A place for reflection and introspection, communication and thoughtful conversation.
Wednesday, 22 September 2010
AUTUMN MOON IN SPRING
“There is something haunting in the light of the moon; it has all the dispassionateness of a disembodied soul, and something of its inconceivable mystery.” - Joseph Conrad
As is the case with every trip, when I return to the office there are a number of things to do and lots to catch up on. Today was no exception and the day flew by with non-stop meetings, people dropping in to see me, correspondence to attend to. I was in at seven in the morning and managed to sneak away at 5:30 p.m. For lunch, I had a couple of fruits at my desk and that was while I was answering emails. A pleasant surprise was a Chinese colleague who came in and brought me a moon cake as tomorrow is the Mid-Autumn Festival.
This is also called the Chinese Moon Festival (中秋節), which is on the 15th of the 8th lunar month. Just like Christmas and Thanksgiving in the West, the Moon Festival is one of the most important traditional holidays for the Chinese. Many legends abound regarding this Festival and the story of Houyi is told at this time:
Houyi was very good at archery. There were once ten suns in the sky, which made plants wither, and fierce beasts to run wild and imperil people. It was too hot to live under the ten suns. To save the people, Houyi started to shoot the suns. He shot down nine of them one by one, and he might have shot the last one if he was not called off by the people. Thus the severe drought was gone and the wild beasts went away. It is said Houyi’s wife was Chang Er, who swallowed the elixir stolen from her husband, and she flew to the moon and became the goddess of the moon.
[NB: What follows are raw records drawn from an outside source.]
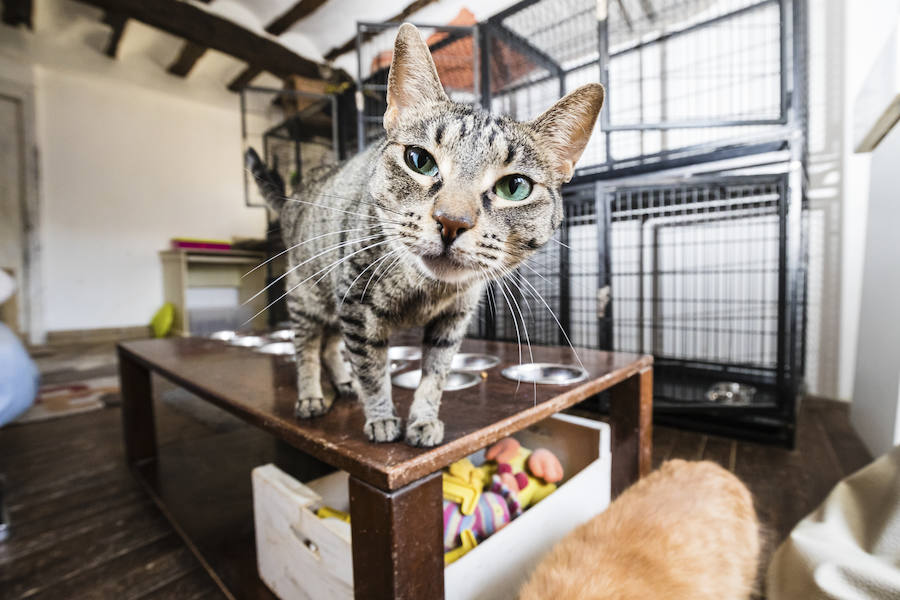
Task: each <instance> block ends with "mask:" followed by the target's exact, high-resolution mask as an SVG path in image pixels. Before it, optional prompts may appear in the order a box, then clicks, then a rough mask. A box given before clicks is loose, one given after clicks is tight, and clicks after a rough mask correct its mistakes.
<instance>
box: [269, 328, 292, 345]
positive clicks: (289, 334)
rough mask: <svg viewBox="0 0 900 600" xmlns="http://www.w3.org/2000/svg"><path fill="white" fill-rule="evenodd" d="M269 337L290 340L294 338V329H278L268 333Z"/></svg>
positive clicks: (275, 338) (279, 339)
mask: <svg viewBox="0 0 900 600" xmlns="http://www.w3.org/2000/svg"><path fill="white" fill-rule="evenodd" d="M266 337H267V338H269V339H270V340H273V341H276V342H290V341H291V340H293V339H294V330H293V329H278V330H276V331H273V332H272V333H269V334H267V335H266Z"/></svg>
She has lived in the palace on the moon ever since. Houyi was killed by Fengmeng, a disciple of Houyi who learned to shoot from him. You might see Chang Er dancing on the moon during the Moon Festival.
The Moon Festival is also an occasion for family reunions. When the full moon rises, families get together to watch the full moon, eat moon cakes, and sing moon songs. With the full moon, the legends, the family reunions and the poems, this is a special time. That is why the Chinese are so fond of the Moon Festival.
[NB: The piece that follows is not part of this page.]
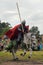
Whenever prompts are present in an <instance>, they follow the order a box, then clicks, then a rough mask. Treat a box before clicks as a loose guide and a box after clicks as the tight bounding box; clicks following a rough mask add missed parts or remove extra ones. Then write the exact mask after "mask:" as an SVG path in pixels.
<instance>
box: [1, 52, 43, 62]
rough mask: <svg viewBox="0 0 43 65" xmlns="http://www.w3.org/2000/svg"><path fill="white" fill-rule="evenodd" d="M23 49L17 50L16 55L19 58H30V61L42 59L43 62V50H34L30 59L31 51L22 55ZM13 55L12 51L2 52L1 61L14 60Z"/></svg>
mask: <svg viewBox="0 0 43 65" xmlns="http://www.w3.org/2000/svg"><path fill="white" fill-rule="evenodd" d="M21 53H23V51H17V53H16V55H17V56H18V58H19V60H29V61H40V62H43V51H33V54H32V57H31V58H30V59H29V58H28V56H29V51H27V53H26V55H25V56H20V54H21ZM12 59H13V56H12V54H11V53H10V52H4V51H1V52H0V63H2V62H4V61H9V60H12Z"/></svg>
The Moon Festival is also a romantic one. A perfect night for the festival is if it is a quiet night without clouds and with a little mild breeze from the sea. Lovers spend such a romantic night together eating moon cakes with some wine while watching the full moon. Even for couples who can’t be together, they too can enjoy the night by watching the moon at the same time so they can feel that they are together at that moment.
Here is a poem I wrote for this occasion:
The Autumn Full Moon
Gazing at the clear sky on this Spring night
And looking at the full moon of September,
A distant northern Autumn I remember
When you were near, and your eyes were bright.
The stars are sparkling and the garden fragrant
The night is cool and air crisp as a crystal bell.
Spring flowers bright, in moonlight flagrant
But memory’s fallen leaves sad tales will tell.
We shared a moon cake under full moon’s light
And laughed as autumn winds blew candles out;
Now I can find no trace of you about –
I loved, you left, the moon’s the mistress of the night.
The Autumn full moon in Spring is mocking
My thoughts, remembrances, feelings frozen;
My life so empty, and your absence shocking
This lonely path we tread as we have chosen.
Tell me pale Moon, does she too gaze on you tonight?
Could she perhaps be thinking of me, in your silver light?
I have been blogging daily on this platform for several years now. It is surprising that I have persisted as the world is changing and "microblogging" is now the norm. I blog to amuse myself, make comment on current affairs, externalise some of my creativity, keep notes on things that interest me, learn something new and to surprise myself with things that I discover about this wonderful, and sometimes crazy, world we live in.
I sometimes get the impression that I am on a soapbox delivering a monologue, so your comments are welcome.